His stepdaughter Janie Law was a classmate of my grandmother and on several occasions in the late 1980s and 1990s shared her memories of him with me. They were similar to the following article by Wylly Folk St. John, published in the Atlanta Sunday magazine on 24 April 1949:
Georgia’s last Confederate is a spry old soldier of nearly 104, who lives in a little confederate-gray house in Fitzgerald, Georgia. He is “General” (an honorary title) William Bush, of Company B, 14th Georgia Infantry. He was a teen-aged private when he fought the Battle of Atlanta. He is regarded with appropriate awe throughout the state, as the last living Georgian who wore the gray during the War Between the States – the only flesh and blood contact with the Lost Cause that is left to us on this Memorial Day.

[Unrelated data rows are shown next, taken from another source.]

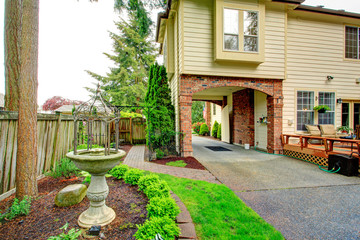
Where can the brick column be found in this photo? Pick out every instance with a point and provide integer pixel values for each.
(274, 109)
(185, 125)
(208, 114)
(243, 109)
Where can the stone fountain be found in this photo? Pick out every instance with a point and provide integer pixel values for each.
(96, 161)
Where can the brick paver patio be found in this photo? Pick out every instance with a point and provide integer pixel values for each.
(135, 158)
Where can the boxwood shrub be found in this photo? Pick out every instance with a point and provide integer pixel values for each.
(147, 180)
(119, 171)
(160, 189)
(133, 175)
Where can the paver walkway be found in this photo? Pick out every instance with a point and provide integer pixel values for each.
(135, 158)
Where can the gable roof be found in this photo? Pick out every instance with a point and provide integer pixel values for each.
(300, 7)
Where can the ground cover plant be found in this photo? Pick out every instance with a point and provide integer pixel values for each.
(218, 213)
(17, 209)
(179, 163)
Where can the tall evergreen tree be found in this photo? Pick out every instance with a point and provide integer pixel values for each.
(126, 83)
(138, 8)
(161, 113)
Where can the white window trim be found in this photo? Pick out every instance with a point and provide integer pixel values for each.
(358, 43)
(316, 103)
(241, 35)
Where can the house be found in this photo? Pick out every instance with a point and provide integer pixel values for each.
(266, 63)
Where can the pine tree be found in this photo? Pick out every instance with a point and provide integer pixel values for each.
(138, 9)
(161, 114)
(126, 83)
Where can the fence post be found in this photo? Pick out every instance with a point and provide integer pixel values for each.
(56, 146)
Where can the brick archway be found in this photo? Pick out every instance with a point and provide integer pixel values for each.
(191, 84)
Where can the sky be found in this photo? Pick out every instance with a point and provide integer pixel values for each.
(74, 34)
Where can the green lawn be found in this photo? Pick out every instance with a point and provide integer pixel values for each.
(218, 213)
(179, 163)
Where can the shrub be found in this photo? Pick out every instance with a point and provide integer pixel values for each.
(165, 226)
(163, 207)
(133, 175)
(215, 129)
(147, 180)
(159, 189)
(17, 209)
(219, 132)
(119, 171)
(64, 168)
(159, 154)
(204, 130)
(72, 234)
(196, 127)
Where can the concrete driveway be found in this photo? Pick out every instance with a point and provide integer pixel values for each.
(296, 197)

The General is Fitzgerald’s most famous and most carefully taken care of citizen. The UDC offers him everything he could possibly want to make him comfortable, the State Patrol drives him home in state when he’s out late, the Ordinary not only brings him his pension check but also the $75 to cash it with, he is always being asked for pictures and autographs, and he gets sheaves of fan mail. He is senior deacon of his Baptist church, and received his “diploma” as a Mason in 1888.
For a man who’ll be 104 next July 10, he is astonishingly vigorous. He can read his Bible without his glasses, he can hear well with no artificial aid, his blood pressure is perfect and his heart is okay. He can still dance a jig if you dare him to, and sings “Dixie” in his quavery brave old voice. Until a few years ago, he walked downtown every morning to talk over old times with his friends. Now he has to call a taxi when his wife’s back is turned. Sometimes, when Mrs. Bush, who teaches the sixth grade, misses him, she finds out he has dressed up by himself and “gone out with the girls” to the UDC meeting. Mrs. Bush has celebrated her 27th wedding anniversary with the General, whom she married when he was 76 and she was 34. He lived with his first wife 48 years before she died, and had six children.

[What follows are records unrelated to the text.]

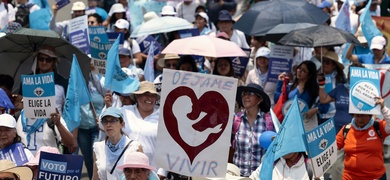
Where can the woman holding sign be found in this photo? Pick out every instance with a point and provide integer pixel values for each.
(362, 141)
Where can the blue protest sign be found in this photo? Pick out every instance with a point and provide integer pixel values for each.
(365, 87)
(240, 63)
(322, 147)
(280, 61)
(15, 153)
(38, 95)
(59, 166)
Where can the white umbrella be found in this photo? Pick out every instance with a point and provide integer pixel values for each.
(161, 25)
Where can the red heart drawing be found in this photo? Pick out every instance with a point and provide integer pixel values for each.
(211, 102)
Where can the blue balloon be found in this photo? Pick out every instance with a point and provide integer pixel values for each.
(266, 138)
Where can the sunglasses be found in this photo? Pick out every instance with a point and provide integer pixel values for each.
(48, 60)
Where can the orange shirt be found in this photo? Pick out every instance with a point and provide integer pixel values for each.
(363, 153)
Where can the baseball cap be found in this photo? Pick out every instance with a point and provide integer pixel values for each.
(7, 120)
(378, 42)
(203, 15)
(263, 52)
(122, 24)
(78, 6)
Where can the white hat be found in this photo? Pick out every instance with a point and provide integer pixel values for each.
(203, 15)
(233, 172)
(122, 24)
(7, 120)
(263, 52)
(116, 8)
(378, 42)
(78, 6)
(168, 11)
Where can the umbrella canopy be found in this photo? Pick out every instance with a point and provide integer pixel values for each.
(18, 49)
(161, 25)
(276, 33)
(317, 36)
(204, 46)
(265, 15)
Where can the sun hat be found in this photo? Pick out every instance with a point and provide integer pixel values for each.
(116, 8)
(232, 172)
(203, 15)
(112, 111)
(35, 160)
(48, 50)
(149, 16)
(136, 160)
(7, 120)
(23, 172)
(78, 6)
(224, 15)
(144, 87)
(263, 52)
(122, 24)
(168, 56)
(265, 104)
(168, 11)
(124, 51)
(378, 42)
(333, 57)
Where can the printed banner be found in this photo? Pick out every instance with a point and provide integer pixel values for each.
(59, 166)
(365, 86)
(39, 99)
(280, 61)
(195, 122)
(322, 147)
(15, 153)
(78, 33)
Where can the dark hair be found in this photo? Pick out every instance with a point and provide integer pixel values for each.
(98, 18)
(200, 7)
(231, 70)
(311, 85)
(7, 81)
(187, 59)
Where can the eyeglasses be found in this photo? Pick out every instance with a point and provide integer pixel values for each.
(48, 60)
(247, 94)
(111, 121)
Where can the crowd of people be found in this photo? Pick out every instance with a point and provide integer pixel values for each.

Bush was a bare 16 when he joined the Gray army. “I told a lie to get into it, and I’d have told another to get out,” he says, and then immediately retracts “No, I wouldn’t either. I fought to the end and I wouldn’t have it any other way.” He was “near-bout” the whole time with General Gordon, but part of the time with General Johnston. When asked if the young army did much training before it went into battle, he replies “We didn’t waste no ammunition practisin. When we shot, we shot to kill – it was hand to hand fightin” He brought home a big Confederate flat from the last Gettysburg reunion that he carries in all the Memorial Day parades.

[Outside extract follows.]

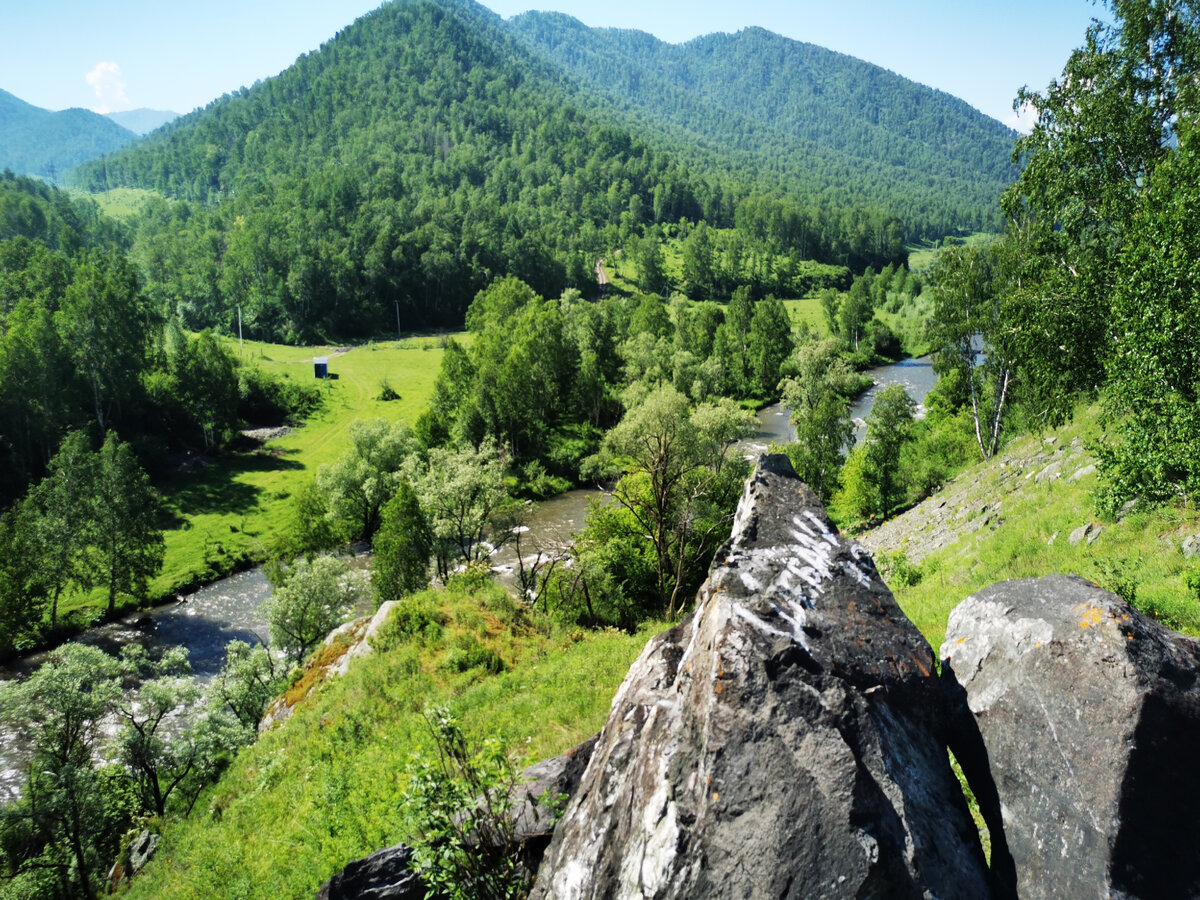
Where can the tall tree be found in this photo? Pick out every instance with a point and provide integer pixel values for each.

Until a few years ago, there was also one Union Veteran left in Fitzgerald, Henry Brunner. On Memorial Day, the two old soldiers would go to the cemetery together and put flowers on the graves of their fallen comrades, General Bush decorating the Northern graves and General Brunner the Southern. When his friendly enemy died, General Bush sent a wreath “from the last of the Gray to the last of the Blue”.
Now General Bush has to place, tremulously, the flowers and laurel wreaths for both of them. There will be tears no doubt, when emotional Southern ladies see his lone indomitable figure in the parade this year, the Last Confederate, wearing his Gettysburg medal and carrying his Confederate flag.
The other men in Gray are all gone. Now at the cemetery, when the bugle softly plays Taps, it is for ALL the Confederates – except Josh Bush. There is no other man left alive in Georgia today who fought in ’61. It is a lonely emenence.